Diogo Caramelo

Personal information
- Full name: Diogo Miguel Caramelo Santos
- Date of birth: 22 November 1992 (age 33)
- Place of birth: Lisbon, Portugal
- Height: 1.79 m (5 ft 10 in)
- Position: Striker

Youth career
- 2001–2011: Benfica

Senior career*
- Years: Team / Apps / (Gls)
- 2011: Ribeirão / 6 / (1)
- 2011–2013: Real Massamá / 34 / (10)
- 2013: Tampines Rovers / 11 / (1)
- 2014: Ribeirão / 5 / (0)
- 2014–2016: Cova Piedade / 48 / (3)
- 2016–2017: Barreirense / 5 / (0)
- 2017: Atlético Malveira / 12 / (2)
- 2017–2018: Loures / 18 / (4)
- 2018–2019: Fabril / 27 / (12)
- 2019–2020: Atlético / 8 / (0)
- 2020–2021: Alta de Lisboa / 4 / (1)
- Total:  / 178 / (34)

= Diogo Caramelo =

Portuguese footballer (born 1992)

Diogo Miguel Caramelo Santos (born 22 November 1992), known as Caramelo, is a Portuguese former professional footballer who played as a striker.

==Club career==
Born in Lisbon, Caramelo played youth football with S.L. Benfica. He made his debut as senior in the lower leagues, successively representing G.D. Ribeirão and Real SC.

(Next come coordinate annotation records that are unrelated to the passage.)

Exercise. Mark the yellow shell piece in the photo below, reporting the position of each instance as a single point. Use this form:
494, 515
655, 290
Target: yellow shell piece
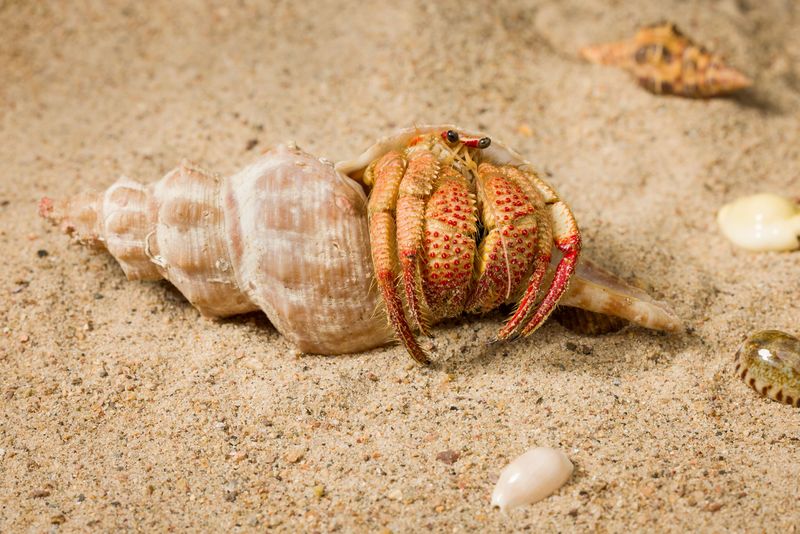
769, 362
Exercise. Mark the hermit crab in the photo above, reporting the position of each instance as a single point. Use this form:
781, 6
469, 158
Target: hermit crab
429, 223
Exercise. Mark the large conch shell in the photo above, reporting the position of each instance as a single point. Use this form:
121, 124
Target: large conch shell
287, 235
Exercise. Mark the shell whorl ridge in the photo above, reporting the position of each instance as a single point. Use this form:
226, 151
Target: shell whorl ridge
288, 235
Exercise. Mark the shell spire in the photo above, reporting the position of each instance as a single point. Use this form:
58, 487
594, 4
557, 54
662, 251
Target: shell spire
664, 61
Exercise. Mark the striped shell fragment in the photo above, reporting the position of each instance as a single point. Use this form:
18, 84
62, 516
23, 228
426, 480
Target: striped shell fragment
664, 61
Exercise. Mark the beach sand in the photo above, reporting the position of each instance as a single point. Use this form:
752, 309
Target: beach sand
122, 408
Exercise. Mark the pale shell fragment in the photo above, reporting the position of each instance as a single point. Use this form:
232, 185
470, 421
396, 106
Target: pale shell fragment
531, 477
762, 222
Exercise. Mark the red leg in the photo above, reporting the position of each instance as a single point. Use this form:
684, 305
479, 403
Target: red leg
568, 241
387, 175
415, 189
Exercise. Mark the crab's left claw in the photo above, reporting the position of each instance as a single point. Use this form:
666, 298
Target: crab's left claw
567, 240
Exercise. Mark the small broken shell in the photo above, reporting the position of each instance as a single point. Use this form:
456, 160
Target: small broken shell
769, 362
762, 222
531, 477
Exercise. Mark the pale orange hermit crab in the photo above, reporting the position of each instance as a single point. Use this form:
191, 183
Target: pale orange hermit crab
426, 223
468, 234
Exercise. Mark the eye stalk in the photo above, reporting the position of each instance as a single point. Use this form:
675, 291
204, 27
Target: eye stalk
452, 137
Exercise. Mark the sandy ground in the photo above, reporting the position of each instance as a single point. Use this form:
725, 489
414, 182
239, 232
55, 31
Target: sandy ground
121, 408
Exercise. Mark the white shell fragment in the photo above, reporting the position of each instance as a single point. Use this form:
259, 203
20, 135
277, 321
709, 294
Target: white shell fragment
762, 222
531, 477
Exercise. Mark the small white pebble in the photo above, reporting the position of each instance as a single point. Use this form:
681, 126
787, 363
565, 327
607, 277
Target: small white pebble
762, 222
531, 477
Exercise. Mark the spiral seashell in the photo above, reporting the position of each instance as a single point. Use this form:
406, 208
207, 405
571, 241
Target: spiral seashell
287, 235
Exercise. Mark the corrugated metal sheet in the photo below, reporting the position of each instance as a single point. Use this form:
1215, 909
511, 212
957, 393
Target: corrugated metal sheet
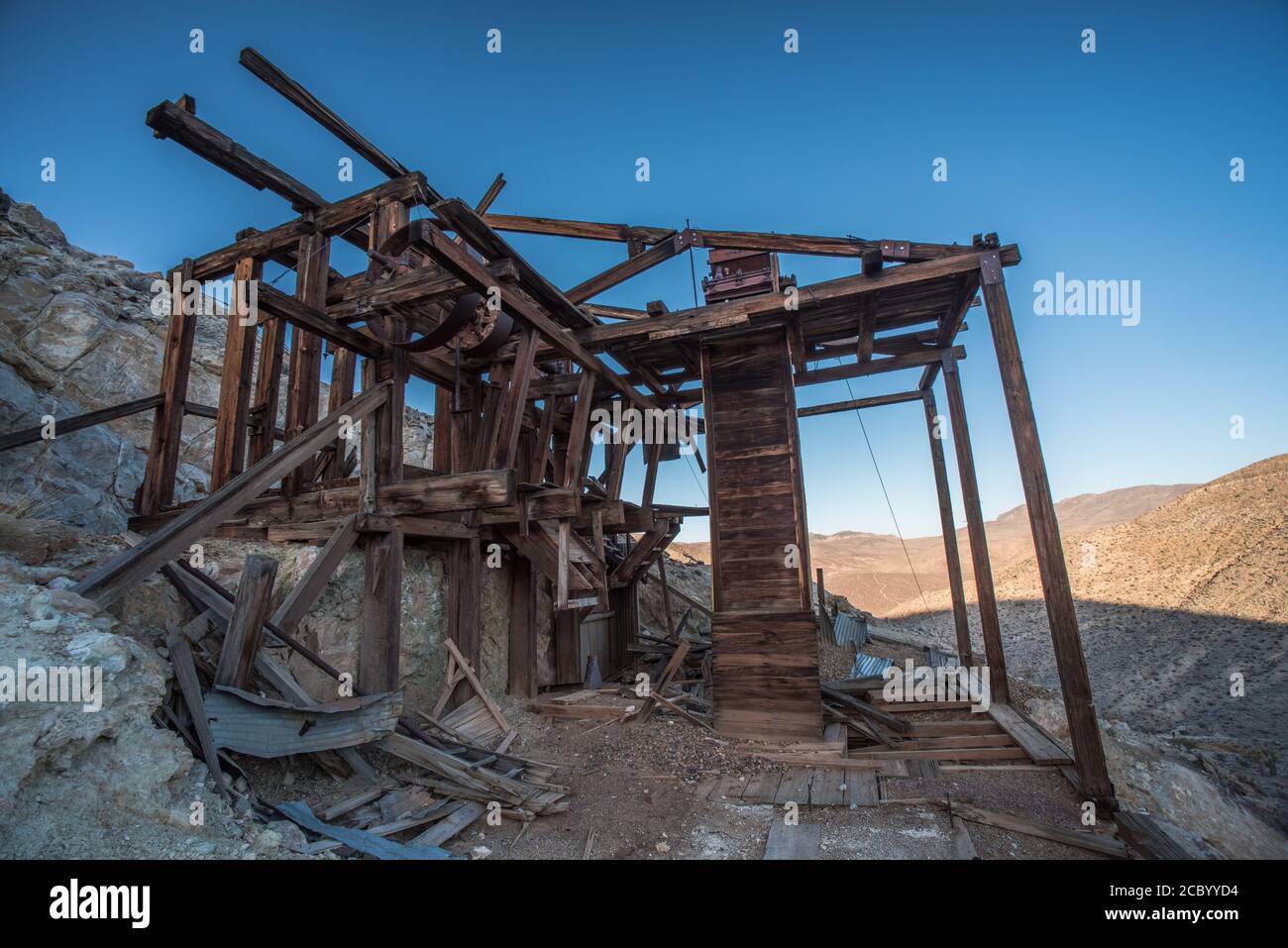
868, 666
849, 629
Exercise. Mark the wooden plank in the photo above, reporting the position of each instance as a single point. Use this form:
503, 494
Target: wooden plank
330, 219
964, 848
1147, 837
445, 830
303, 99
473, 273
168, 120
162, 460
1095, 843
859, 403
861, 789
189, 686
1038, 746
250, 609
1070, 662
797, 841
106, 583
309, 586
948, 527
265, 728
27, 436
235, 380
984, 592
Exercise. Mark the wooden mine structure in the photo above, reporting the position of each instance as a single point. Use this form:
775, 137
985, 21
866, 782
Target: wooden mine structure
513, 416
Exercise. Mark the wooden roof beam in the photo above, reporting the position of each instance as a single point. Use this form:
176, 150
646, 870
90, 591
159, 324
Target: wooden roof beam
855, 369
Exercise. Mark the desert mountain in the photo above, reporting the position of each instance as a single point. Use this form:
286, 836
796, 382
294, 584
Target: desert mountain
872, 571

Caramelo signed for Singapore club Tampines Rovers FC in June 2013 after a short trial, being joined in the adventure by fellow Portuguese Vítor Ladeiras and André Martins. He scored his only goal in the S.League on 25 August, helping to a 6–2 away win against Brunei DPMM FC.

Caramelo subsequently returned to his country, resuming his career in the third division or lower.